La invisibilidad es una consecuencia del movimiento, por eso la Caracas de las miradas es una capital borrosa; escondida tras el silencio político y petrolero que los medios distribuyen a través del planeta. Es la de los iconos pop de nuestro imaginario —Walter Martínez, los policías de Caracas, Irene Sáez o Lina Ron, Popy, José Gregorio Hernández y muchos otros— reconstruidos con ironía por  esta  artista venezolana en lo que podemos llamar, desde Marshall McLuhan, un anti-ambiente tecnológico; pero también anti-mediático, anti-moda, anti-cultura (como contra-cultura) y anti-poder. Un espacio estético camuflado por la cotidianidad de miles de mensajes bastardos, caníbales y anónimos que recitan furiosos como lo hace el dúo de raperos CAN+ZOO en el verso: “tú sabes quien soy yo, yo no sé quién eres tú”.
     
Los discursos de la urbe profunda son visibles sólo a gran velocidad.
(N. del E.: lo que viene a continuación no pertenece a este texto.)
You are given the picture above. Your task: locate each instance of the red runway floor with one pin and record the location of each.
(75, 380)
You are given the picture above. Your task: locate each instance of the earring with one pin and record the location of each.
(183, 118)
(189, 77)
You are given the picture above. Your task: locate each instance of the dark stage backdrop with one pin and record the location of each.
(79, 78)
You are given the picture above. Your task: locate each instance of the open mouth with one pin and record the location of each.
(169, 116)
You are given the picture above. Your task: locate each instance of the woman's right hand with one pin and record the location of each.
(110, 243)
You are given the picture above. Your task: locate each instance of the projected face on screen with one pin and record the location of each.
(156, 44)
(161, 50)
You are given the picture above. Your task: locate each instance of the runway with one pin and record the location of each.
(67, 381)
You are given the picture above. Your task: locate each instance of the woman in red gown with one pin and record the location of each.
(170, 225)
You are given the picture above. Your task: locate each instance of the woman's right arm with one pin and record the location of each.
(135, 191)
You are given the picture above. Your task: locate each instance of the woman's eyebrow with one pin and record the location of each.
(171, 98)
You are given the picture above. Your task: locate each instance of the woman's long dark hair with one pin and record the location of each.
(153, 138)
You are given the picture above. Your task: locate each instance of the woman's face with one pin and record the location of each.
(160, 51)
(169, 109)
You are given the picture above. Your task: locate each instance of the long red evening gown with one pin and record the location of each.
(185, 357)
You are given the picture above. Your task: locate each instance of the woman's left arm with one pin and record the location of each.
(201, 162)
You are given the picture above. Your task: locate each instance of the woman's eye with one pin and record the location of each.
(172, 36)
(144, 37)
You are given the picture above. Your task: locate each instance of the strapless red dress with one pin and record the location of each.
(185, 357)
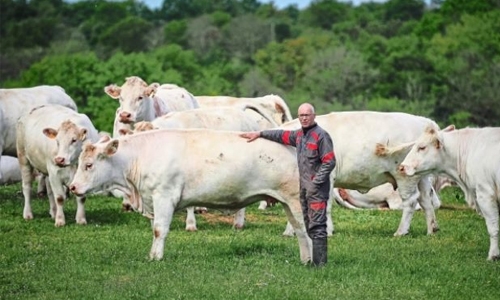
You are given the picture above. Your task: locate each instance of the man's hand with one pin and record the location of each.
(250, 136)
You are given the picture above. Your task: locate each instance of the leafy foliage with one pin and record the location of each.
(439, 60)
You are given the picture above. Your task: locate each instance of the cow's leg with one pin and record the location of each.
(41, 189)
(263, 205)
(289, 231)
(487, 203)
(164, 211)
(409, 194)
(190, 219)
(427, 193)
(27, 180)
(80, 211)
(239, 219)
(59, 196)
(52, 202)
(296, 219)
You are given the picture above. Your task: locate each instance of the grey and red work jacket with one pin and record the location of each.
(315, 157)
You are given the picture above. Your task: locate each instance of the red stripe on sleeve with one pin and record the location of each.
(315, 136)
(328, 157)
(312, 146)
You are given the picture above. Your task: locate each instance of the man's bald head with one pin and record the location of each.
(306, 115)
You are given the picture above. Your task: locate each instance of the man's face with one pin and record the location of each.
(306, 116)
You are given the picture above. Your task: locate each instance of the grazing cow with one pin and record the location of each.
(9, 170)
(362, 165)
(470, 157)
(273, 105)
(49, 139)
(16, 102)
(142, 102)
(222, 118)
(210, 168)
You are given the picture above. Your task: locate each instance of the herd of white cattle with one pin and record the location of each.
(171, 150)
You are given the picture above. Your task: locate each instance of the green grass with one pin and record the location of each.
(108, 258)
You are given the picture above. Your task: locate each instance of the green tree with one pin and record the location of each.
(131, 34)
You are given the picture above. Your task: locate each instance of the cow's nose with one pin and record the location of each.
(125, 117)
(59, 161)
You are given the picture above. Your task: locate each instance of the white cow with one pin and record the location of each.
(362, 165)
(383, 196)
(167, 170)
(470, 157)
(142, 102)
(49, 139)
(10, 172)
(16, 102)
(273, 105)
(221, 118)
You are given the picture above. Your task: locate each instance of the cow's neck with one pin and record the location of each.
(149, 110)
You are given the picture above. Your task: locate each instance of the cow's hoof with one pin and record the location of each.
(81, 222)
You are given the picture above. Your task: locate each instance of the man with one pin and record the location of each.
(316, 160)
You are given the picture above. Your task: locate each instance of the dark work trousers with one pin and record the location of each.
(314, 211)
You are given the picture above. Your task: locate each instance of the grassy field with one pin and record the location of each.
(108, 258)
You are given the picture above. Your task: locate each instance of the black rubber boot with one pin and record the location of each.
(320, 252)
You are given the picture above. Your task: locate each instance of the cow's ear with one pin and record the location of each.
(113, 91)
(111, 148)
(51, 133)
(151, 89)
(449, 128)
(83, 134)
(125, 131)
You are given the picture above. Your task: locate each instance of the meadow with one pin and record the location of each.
(108, 258)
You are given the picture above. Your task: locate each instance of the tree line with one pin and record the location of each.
(438, 59)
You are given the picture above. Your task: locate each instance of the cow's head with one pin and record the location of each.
(426, 154)
(69, 139)
(96, 171)
(135, 97)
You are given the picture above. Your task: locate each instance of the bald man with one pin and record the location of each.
(316, 160)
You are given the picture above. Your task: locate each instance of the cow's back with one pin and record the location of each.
(272, 105)
(17, 102)
(223, 118)
(175, 98)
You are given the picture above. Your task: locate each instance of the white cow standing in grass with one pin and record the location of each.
(383, 196)
(221, 118)
(470, 157)
(49, 140)
(362, 165)
(162, 171)
(16, 102)
(142, 102)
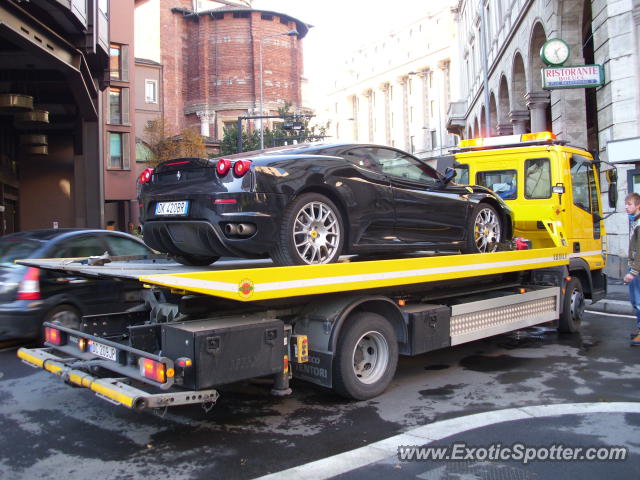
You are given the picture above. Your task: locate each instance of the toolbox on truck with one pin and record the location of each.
(428, 327)
(226, 350)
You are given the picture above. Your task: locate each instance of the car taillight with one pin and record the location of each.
(146, 176)
(241, 167)
(29, 288)
(53, 336)
(154, 370)
(223, 166)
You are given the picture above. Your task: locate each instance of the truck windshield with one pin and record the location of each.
(503, 182)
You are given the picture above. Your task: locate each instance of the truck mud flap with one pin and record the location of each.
(317, 370)
(114, 390)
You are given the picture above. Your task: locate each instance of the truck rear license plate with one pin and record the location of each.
(172, 208)
(104, 351)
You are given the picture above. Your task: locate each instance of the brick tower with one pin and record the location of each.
(211, 64)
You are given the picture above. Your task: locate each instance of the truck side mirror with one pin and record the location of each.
(559, 189)
(612, 179)
(613, 195)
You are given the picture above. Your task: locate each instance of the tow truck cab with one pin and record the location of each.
(541, 177)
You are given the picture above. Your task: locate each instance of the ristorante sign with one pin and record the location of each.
(581, 76)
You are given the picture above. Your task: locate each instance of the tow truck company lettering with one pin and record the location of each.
(312, 370)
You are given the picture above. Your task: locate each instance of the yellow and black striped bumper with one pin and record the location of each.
(111, 389)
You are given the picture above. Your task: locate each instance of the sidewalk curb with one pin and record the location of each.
(618, 307)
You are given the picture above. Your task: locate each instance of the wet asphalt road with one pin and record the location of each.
(50, 430)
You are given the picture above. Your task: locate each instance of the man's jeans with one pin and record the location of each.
(634, 296)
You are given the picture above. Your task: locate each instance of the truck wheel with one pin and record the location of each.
(312, 232)
(484, 231)
(366, 357)
(194, 260)
(573, 307)
(64, 315)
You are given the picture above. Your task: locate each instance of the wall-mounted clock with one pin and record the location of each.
(555, 51)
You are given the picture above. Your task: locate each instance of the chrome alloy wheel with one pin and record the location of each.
(486, 230)
(316, 233)
(370, 357)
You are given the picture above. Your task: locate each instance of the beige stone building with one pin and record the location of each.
(396, 89)
(507, 35)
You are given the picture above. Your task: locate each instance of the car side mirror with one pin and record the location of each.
(449, 174)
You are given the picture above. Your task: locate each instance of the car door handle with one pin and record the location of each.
(72, 281)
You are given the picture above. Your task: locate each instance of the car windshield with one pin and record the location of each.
(14, 248)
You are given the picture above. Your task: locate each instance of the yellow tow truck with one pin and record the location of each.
(341, 325)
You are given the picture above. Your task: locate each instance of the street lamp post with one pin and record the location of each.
(290, 33)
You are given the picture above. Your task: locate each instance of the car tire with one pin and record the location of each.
(484, 230)
(65, 315)
(366, 357)
(194, 260)
(572, 307)
(312, 232)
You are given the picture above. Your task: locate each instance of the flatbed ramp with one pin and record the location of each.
(248, 281)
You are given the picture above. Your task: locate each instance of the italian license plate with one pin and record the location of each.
(104, 351)
(172, 208)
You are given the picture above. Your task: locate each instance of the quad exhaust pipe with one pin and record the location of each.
(239, 229)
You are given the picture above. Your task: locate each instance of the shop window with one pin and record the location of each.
(119, 157)
(118, 106)
(151, 91)
(119, 62)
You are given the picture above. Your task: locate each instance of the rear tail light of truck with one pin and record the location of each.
(53, 336)
(29, 288)
(223, 166)
(156, 371)
(145, 176)
(241, 167)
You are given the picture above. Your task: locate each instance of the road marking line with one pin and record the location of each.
(344, 462)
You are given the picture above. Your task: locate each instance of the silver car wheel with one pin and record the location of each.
(316, 233)
(486, 230)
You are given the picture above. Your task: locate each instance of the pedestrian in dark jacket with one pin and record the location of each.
(632, 278)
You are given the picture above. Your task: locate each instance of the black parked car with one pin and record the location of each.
(307, 204)
(29, 296)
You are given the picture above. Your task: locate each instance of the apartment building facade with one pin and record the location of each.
(395, 89)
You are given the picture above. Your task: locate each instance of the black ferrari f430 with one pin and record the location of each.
(311, 203)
Están en las firmas de quienes la recorren con una lata de spray en la mano, en las huellas de los Converse desgastados de tanto “patear el pavimento”,  en el espacio que hay entre un cartel y otro, en las bicicletas-prótesis que derrapan mientras danzan sobre el asfalto, en los piercing donde lenguas enganchadas recorren un beso, en el tatuaje que no es un dibujo o en el Scratch que no araña un disco sino que marca el mapa de los deseos. Ahí donde se movilizan tribus que existen únicamente por el simple motivo de transitar y mirar.  Donde la acción visual de Yaneth despliega lo obvio sobre lo obvio, lo urbano sobre lo urbano, lo popular sobre lo popular, lo desechable sobre lo desechable sin olvidar la naturaleza transparente de nuestra ciudadanía.